The actions taken by Ebert, Noske and Scheidemann during the months of the November Revolution led to the accusation by both parliamentary and non-parliamentary left-wing parties and groups that the MSPD had betrayed the revolution and thus, to a large extent, its own supporters. The Spartacus League and other left-wing revolutionary groups founded the Communist Party of Germany (KPD) on 1 January 1919. It marked the final separation between the revolutionary and reformist wings of social democracy.

== Social reforms ==

The new government faced a social crisis in Germany following the end of the First World War, with the country threatened by hunger and chaos. The return of soldiers into civilian life was for the most part orderly, and efforts were made to combat the threat of starvation. The government of the Council of the People's Deputies raised wage levels and introduced universal proportional representation for both national and state parliaments. A series of regulations on unemployment benefits, job creation and protection, health insurance and pensions introduced important political and social reforms. In February 1918, workers had made an agreement with employers which secured them freedom of association, the legal guarantee of an eight-hour workday and the extension of wage agreements to all branches of trade and industry. The Council of the People's Deputies made the changes legally binding. In addition, the MSPD-steered provisional government introduced binding state arbitration of labour conflicts, created worker's councils in large industrial firms, and opened the path to the unionization of rural labourers. In December 1918, a decree was passed providing relief for the unemployed.

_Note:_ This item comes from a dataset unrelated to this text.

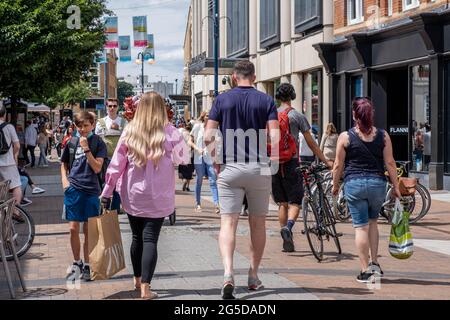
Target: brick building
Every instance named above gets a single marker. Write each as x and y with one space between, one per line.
398 53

Communities were to be responsible for 33% of unemployment relief (without fixing a monetary amount) and the national government would contribute 50%. Responsibility for job placement was first transferred from the Demobilization Office to the minister of Labour and then to the National Employment Exchange Office, which was created in January 1920.

== Election results ==
In the January 1919 election for the Weimar National Assembly, which was tasked with writing a new constitution, the MSPD captured 37.9% of the vote and 163 seats, almost twice as many as the second place finisher; the USPD gained 7.6% of the vote and 22 seats. The outcome of the 1920 election to the first Weimar Reichstag was quite different. The MSPD's share slipped to 21.9% and 103 seats, while the USPD's jumped to 17.6% and 83 seats, putting it in second place; the Communist Party of Germany received 2.1% of the vote and 4 seats. The MSPD's losses were due primarily to the effects of the government's handling of the Kapp Putsch and the ensuing Ruhr uprising. It had distanced itself from its initial call for a general strike to oppose the putsch because the move had angered the military on which it was relying, and the Ruhr uprising was harshly and bloodily suppressed by the military and Freikorps. Most of the voters the MSPD lost went to the USPD and KPD.

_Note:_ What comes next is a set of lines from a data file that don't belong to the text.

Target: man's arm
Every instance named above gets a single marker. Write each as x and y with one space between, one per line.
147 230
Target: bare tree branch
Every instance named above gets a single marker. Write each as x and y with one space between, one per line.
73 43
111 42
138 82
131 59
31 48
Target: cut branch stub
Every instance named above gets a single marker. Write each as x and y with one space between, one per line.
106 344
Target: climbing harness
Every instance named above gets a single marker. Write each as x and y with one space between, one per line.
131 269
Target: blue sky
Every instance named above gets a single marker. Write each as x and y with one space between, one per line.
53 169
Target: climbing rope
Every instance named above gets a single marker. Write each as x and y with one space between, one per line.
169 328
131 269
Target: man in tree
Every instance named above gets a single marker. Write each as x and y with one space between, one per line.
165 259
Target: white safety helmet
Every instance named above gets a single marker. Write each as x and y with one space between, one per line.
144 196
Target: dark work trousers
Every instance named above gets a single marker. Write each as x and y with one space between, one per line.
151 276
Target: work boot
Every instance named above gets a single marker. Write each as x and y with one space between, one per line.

In the new republic's first presidential election in August 1919, Friedrich Ebert defeated Arthur von Posadowsky-Wehner of the conservative German National People's Party by 73% to 13%.

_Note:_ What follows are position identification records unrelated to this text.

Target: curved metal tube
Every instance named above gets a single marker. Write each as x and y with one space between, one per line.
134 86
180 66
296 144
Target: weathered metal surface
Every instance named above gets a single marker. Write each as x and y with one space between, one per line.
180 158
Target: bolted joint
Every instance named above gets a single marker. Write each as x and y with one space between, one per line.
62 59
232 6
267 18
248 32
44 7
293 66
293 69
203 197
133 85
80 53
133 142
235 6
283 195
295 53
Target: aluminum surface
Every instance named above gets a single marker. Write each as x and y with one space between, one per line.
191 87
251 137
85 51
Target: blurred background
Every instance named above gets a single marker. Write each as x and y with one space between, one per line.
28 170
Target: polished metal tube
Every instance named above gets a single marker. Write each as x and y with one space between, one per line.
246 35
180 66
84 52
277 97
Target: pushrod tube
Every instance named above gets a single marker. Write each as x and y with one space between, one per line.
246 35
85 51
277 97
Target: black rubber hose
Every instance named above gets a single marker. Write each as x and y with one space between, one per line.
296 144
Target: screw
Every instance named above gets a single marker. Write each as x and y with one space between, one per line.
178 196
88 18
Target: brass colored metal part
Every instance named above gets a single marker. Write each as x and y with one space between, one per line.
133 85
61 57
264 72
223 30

== Reunification with the USPD ==
In 1920, a little over half of the members of the USPD voted to join the KPD. The remnant of the USPD lost membership and money trying to steer a course between the KPD and MSPD. The assassination of Foreign Minister Walther Rathenau by members of the ultra-nationalist paramilitary Organisation Consul in June 1922 and the growth of the extreme Right led both the MSPD and the USPD to the view that saving the Republic was more important than their already shrinking political differences. The two parties' Reichstag memberships joined to form a working group on 14 July 1922, and at a united party congress in Nuremberg on 24 September, the parties reunited.